With structured data, there was no opportunity to visualize the story that the data told to extract valuable insights. The data wasn’t interactive and didn’t allow for customization. It was valuable to a point, but there was no way to understand what the customer thought about the product after they bought it. You would only know that the product had been bought it. And that data is only one part of the puzzle.

Today, companies are facing a mountain of a new type of data: unstructured data, which doesn’t always come in a neat package. Following are a few examples of this type of data:

  • Opinions: Opinions are gathered by review sites such as Yelp, shown in the following figure. You can access the reviews directly or use a tool that scrapes the data from the site so that you can put that data in your own data-viz tool.


  • Visuals: Visuals are chosen by users of sites such as Pinterest, shown in the figure below. In the case of Pinterest, you can access the site to see what images about and by your company have been pinned by customers who are searching for your company’s name. You may have data about what pins that your company put on Pinterest are being re-pinned by others as well as data about people who have seen your company’s product or image elsewhere on the web and have pinned it directly to Pinterest for others to find.

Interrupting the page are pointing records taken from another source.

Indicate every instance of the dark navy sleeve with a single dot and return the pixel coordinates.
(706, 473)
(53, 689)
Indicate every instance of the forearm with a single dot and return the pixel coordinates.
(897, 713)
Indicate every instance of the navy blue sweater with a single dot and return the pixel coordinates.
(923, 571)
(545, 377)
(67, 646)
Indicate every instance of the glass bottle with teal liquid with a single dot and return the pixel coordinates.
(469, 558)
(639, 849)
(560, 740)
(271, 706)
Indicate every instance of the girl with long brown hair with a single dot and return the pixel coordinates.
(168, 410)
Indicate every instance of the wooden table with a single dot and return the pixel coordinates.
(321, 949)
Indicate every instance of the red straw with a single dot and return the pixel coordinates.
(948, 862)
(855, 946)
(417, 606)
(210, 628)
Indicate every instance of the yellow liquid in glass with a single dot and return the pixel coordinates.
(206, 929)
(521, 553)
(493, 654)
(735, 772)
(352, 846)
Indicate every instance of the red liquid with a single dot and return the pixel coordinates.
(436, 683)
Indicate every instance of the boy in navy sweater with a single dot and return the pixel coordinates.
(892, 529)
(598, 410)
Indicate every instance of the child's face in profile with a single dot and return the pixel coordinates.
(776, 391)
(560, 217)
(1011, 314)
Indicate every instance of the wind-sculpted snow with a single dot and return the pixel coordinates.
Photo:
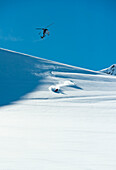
(55, 116)
(111, 70)
(21, 74)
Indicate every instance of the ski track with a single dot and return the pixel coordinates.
(72, 129)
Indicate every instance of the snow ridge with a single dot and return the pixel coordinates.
(110, 70)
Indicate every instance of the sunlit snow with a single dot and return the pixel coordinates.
(73, 128)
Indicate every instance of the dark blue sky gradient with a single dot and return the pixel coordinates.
(83, 34)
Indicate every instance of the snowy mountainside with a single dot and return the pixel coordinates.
(110, 70)
(21, 74)
(54, 116)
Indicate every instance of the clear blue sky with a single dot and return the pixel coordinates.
(83, 34)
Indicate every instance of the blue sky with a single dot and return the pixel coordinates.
(83, 34)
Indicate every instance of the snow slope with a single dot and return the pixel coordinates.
(73, 128)
(110, 70)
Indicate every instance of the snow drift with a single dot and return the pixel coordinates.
(110, 70)
(71, 128)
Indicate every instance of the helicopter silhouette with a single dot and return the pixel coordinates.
(45, 31)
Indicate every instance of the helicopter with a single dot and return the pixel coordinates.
(45, 31)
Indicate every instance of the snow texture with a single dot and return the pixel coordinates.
(111, 70)
(73, 128)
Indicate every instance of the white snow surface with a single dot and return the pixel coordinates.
(71, 129)
(110, 70)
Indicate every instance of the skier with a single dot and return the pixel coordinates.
(45, 31)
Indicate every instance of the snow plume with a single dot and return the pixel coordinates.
(110, 70)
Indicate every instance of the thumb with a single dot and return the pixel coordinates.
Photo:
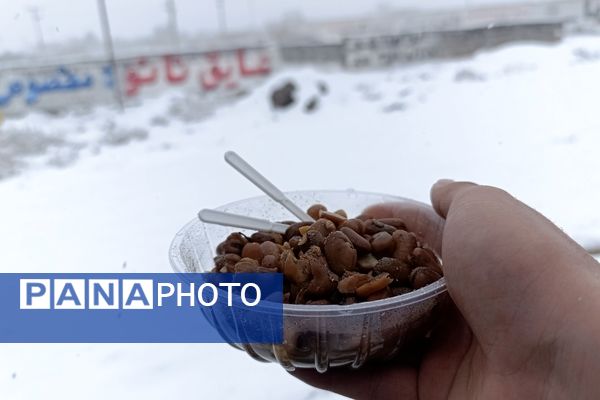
(445, 191)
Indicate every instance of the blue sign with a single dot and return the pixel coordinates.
(141, 308)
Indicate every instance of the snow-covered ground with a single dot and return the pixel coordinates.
(106, 191)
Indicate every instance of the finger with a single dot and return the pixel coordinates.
(377, 382)
(443, 193)
(419, 218)
(451, 340)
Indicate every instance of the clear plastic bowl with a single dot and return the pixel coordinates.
(321, 336)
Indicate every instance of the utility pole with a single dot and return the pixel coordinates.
(110, 51)
(222, 16)
(37, 26)
(172, 23)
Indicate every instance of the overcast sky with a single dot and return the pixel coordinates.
(65, 19)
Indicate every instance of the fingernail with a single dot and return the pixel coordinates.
(443, 182)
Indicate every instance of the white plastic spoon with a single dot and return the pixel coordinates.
(265, 185)
(240, 221)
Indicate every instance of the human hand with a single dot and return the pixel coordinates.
(527, 317)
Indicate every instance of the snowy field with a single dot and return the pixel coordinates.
(104, 191)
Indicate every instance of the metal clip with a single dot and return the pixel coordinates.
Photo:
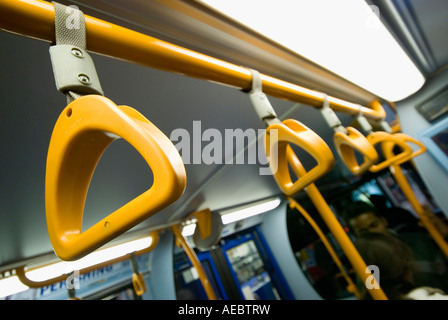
(330, 116)
(74, 70)
(260, 101)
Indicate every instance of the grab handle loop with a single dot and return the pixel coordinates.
(347, 141)
(138, 281)
(79, 138)
(293, 132)
(74, 71)
(388, 142)
(260, 101)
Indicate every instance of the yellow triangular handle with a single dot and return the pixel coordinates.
(139, 283)
(82, 133)
(347, 143)
(293, 132)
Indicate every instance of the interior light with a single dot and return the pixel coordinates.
(96, 257)
(10, 286)
(250, 211)
(345, 37)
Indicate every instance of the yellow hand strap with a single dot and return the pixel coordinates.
(82, 132)
(293, 132)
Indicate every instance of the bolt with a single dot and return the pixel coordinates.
(83, 78)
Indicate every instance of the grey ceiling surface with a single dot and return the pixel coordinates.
(30, 106)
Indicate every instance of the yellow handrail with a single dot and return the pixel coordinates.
(21, 273)
(351, 287)
(35, 18)
(196, 263)
(400, 178)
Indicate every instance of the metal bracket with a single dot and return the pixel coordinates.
(260, 101)
(74, 70)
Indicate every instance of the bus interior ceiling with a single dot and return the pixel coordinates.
(31, 105)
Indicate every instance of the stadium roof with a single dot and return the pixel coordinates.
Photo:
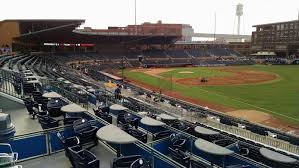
(65, 33)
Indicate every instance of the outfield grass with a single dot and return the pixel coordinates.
(197, 72)
(280, 98)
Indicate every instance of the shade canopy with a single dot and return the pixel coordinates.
(166, 117)
(52, 95)
(115, 135)
(72, 108)
(212, 148)
(205, 131)
(277, 157)
(117, 107)
(151, 122)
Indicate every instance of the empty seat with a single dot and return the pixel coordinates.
(7, 158)
(179, 156)
(85, 131)
(125, 161)
(68, 142)
(199, 164)
(160, 135)
(83, 158)
(141, 136)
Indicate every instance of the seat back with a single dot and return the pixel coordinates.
(161, 134)
(125, 161)
(81, 125)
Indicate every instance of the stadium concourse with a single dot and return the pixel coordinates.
(70, 118)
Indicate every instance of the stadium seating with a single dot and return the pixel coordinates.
(85, 132)
(179, 156)
(124, 161)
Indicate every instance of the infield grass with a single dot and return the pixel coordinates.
(280, 97)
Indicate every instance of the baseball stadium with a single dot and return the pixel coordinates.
(147, 96)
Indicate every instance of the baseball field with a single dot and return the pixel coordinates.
(265, 94)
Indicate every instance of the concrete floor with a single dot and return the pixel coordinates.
(19, 116)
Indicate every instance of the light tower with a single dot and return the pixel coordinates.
(239, 13)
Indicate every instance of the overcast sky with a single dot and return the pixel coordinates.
(198, 13)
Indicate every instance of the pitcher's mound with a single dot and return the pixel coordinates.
(250, 115)
(185, 72)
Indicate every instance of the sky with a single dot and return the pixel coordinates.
(200, 14)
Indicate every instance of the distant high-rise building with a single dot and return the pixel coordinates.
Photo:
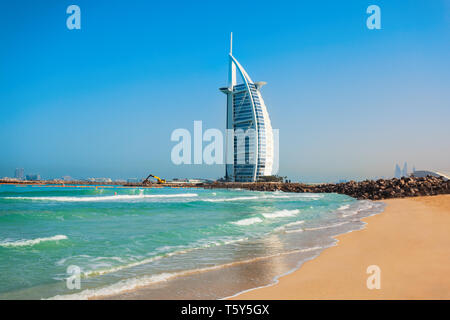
(246, 113)
(405, 170)
(33, 177)
(398, 172)
(18, 174)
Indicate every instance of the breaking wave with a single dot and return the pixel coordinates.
(105, 198)
(32, 242)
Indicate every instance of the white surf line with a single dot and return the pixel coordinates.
(22, 243)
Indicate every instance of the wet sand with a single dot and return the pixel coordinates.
(409, 242)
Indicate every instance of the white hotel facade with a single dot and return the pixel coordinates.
(252, 150)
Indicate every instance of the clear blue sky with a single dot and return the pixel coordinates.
(102, 101)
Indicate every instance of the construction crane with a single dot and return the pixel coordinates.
(160, 181)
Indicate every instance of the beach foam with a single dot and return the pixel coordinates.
(328, 226)
(281, 214)
(143, 281)
(105, 198)
(246, 222)
(32, 242)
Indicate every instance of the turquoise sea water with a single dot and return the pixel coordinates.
(123, 238)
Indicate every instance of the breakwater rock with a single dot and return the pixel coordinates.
(368, 189)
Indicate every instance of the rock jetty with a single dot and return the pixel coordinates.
(368, 189)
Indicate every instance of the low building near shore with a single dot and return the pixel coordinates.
(433, 173)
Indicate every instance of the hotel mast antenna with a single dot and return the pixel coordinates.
(247, 111)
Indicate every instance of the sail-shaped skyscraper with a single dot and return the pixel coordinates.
(251, 145)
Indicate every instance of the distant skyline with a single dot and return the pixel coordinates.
(102, 101)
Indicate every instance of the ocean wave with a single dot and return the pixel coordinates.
(233, 199)
(143, 281)
(104, 198)
(362, 206)
(181, 250)
(343, 207)
(327, 226)
(281, 214)
(32, 242)
(246, 222)
(284, 228)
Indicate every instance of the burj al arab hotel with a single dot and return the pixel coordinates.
(250, 149)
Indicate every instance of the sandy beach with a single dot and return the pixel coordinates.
(409, 242)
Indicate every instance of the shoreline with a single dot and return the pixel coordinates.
(363, 190)
(409, 242)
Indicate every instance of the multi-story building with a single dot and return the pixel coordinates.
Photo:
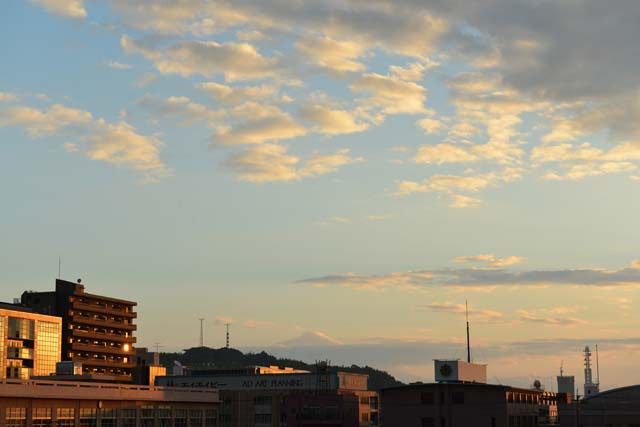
(273, 397)
(29, 342)
(69, 404)
(97, 331)
(460, 404)
(618, 407)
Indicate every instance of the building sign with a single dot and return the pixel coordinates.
(249, 382)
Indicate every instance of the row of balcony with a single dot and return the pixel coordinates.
(86, 320)
(121, 338)
(79, 305)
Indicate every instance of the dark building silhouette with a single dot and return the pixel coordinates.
(97, 331)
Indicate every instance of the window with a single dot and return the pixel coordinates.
(195, 418)
(457, 397)
(262, 400)
(16, 417)
(263, 419)
(109, 418)
(426, 398)
(180, 418)
(210, 418)
(147, 417)
(428, 422)
(88, 417)
(66, 417)
(128, 417)
(47, 348)
(164, 416)
(41, 417)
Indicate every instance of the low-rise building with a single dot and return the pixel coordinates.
(254, 397)
(618, 407)
(459, 404)
(97, 331)
(70, 404)
(29, 342)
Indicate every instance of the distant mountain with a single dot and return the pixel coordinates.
(229, 358)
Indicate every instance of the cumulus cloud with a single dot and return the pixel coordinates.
(237, 94)
(390, 94)
(236, 61)
(332, 121)
(470, 278)
(271, 162)
(452, 185)
(261, 124)
(311, 339)
(38, 123)
(182, 108)
(223, 320)
(118, 65)
(491, 260)
(7, 97)
(528, 316)
(66, 8)
(334, 55)
(115, 143)
(258, 324)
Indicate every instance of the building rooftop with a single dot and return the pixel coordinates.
(103, 391)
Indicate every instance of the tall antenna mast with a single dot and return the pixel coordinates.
(201, 332)
(597, 368)
(468, 340)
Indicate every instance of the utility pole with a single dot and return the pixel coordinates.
(468, 340)
(201, 332)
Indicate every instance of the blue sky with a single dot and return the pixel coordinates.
(311, 170)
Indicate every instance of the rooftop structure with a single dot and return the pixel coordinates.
(460, 371)
(467, 404)
(97, 330)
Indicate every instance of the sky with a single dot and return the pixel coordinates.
(335, 178)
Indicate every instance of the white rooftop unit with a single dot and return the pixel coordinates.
(460, 371)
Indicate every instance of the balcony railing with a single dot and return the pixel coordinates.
(104, 336)
(113, 324)
(103, 309)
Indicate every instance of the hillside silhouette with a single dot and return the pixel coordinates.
(229, 358)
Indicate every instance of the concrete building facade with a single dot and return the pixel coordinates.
(270, 399)
(69, 404)
(30, 343)
(97, 331)
(619, 407)
(467, 404)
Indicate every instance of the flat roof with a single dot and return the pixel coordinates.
(45, 389)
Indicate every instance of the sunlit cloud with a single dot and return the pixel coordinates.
(66, 8)
(470, 278)
(491, 260)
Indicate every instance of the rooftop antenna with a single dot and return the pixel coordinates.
(201, 332)
(468, 341)
(597, 368)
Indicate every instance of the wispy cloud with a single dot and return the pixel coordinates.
(470, 278)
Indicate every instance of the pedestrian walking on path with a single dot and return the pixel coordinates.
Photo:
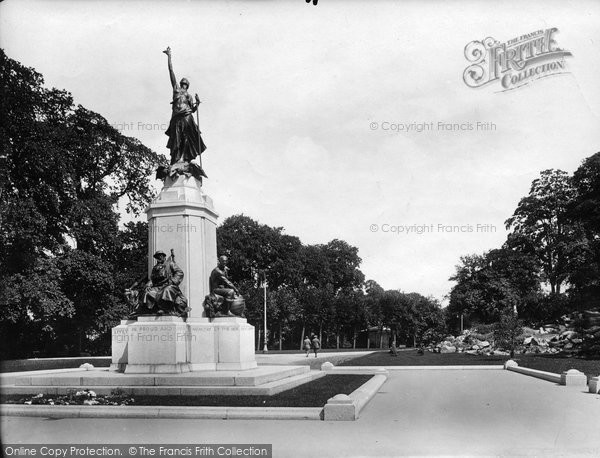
(306, 345)
(316, 344)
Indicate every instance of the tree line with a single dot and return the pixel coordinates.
(64, 170)
(549, 264)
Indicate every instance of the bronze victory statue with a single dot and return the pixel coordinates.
(185, 141)
(224, 299)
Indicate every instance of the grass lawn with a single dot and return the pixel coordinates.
(311, 394)
(412, 358)
(558, 364)
(549, 363)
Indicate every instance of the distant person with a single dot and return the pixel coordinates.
(306, 345)
(316, 345)
(393, 349)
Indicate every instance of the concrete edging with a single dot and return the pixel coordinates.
(221, 413)
(548, 376)
(344, 407)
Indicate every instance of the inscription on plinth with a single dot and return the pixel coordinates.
(157, 345)
(202, 344)
(235, 344)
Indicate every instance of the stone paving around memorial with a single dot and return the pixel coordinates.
(420, 412)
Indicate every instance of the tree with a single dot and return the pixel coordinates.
(252, 247)
(541, 227)
(495, 283)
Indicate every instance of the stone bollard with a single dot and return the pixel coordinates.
(339, 408)
(594, 386)
(573, 377)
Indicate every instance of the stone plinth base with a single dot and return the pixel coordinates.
(573, 377)
(157, 345)
(172, 345)
(235, 344)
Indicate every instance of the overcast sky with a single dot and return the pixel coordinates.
(291, 93)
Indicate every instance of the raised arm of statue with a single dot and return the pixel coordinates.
(171, 73)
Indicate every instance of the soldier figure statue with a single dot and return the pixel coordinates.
(161, 295)
(224, 299)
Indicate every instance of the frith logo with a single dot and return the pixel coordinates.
(516, 62)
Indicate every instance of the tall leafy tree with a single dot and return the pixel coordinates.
(64, 169)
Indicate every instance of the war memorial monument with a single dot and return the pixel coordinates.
(186, 333)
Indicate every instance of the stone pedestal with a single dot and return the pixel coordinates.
(171, 345)
(183, 218)
(120, 340)
(202, 344)
(235, 344)
(573, 377)
(157, 344)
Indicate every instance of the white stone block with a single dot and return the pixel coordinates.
(157, 344)
(120, 338)
(594, 386)
(183, 218)
(340, 408)
(202, 344)
(573, 377)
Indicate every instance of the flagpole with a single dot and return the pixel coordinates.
(199, 138)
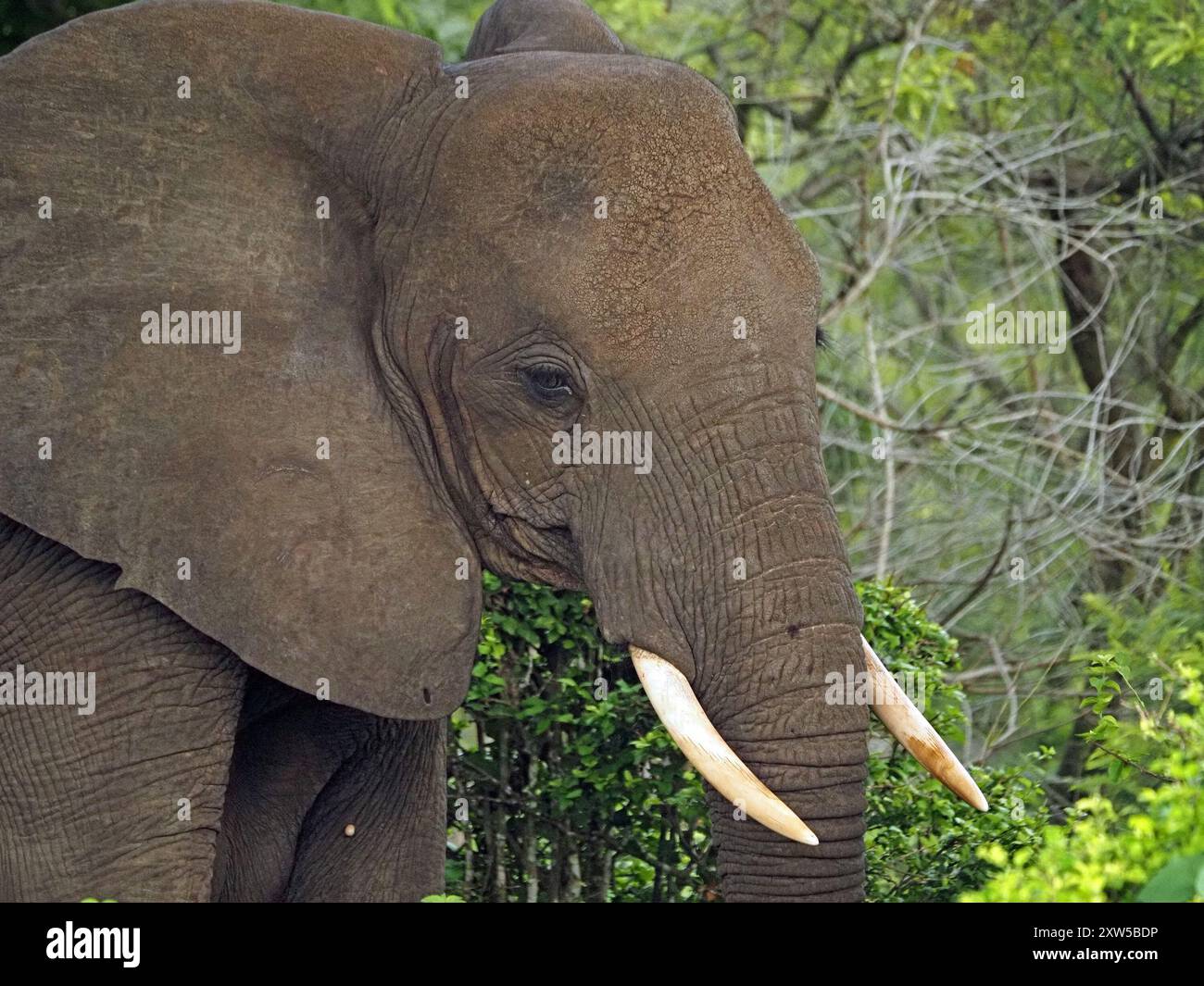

  • Smartphone data: Phone records, e-mails, and other search data are available from your phone.

This unstructured content represents data that’s incredibly valuable to any online business. The key to using the data is to utilize software programs (such as SAP) that enable you to combine structured data with unstructured data to gain a greater understanding of the business and its customers. From this analysis, companies can begin to make predictions about customer behavior and revenue generation.

Typically, organizations that use unstructured data use natural language processing software to analyze it.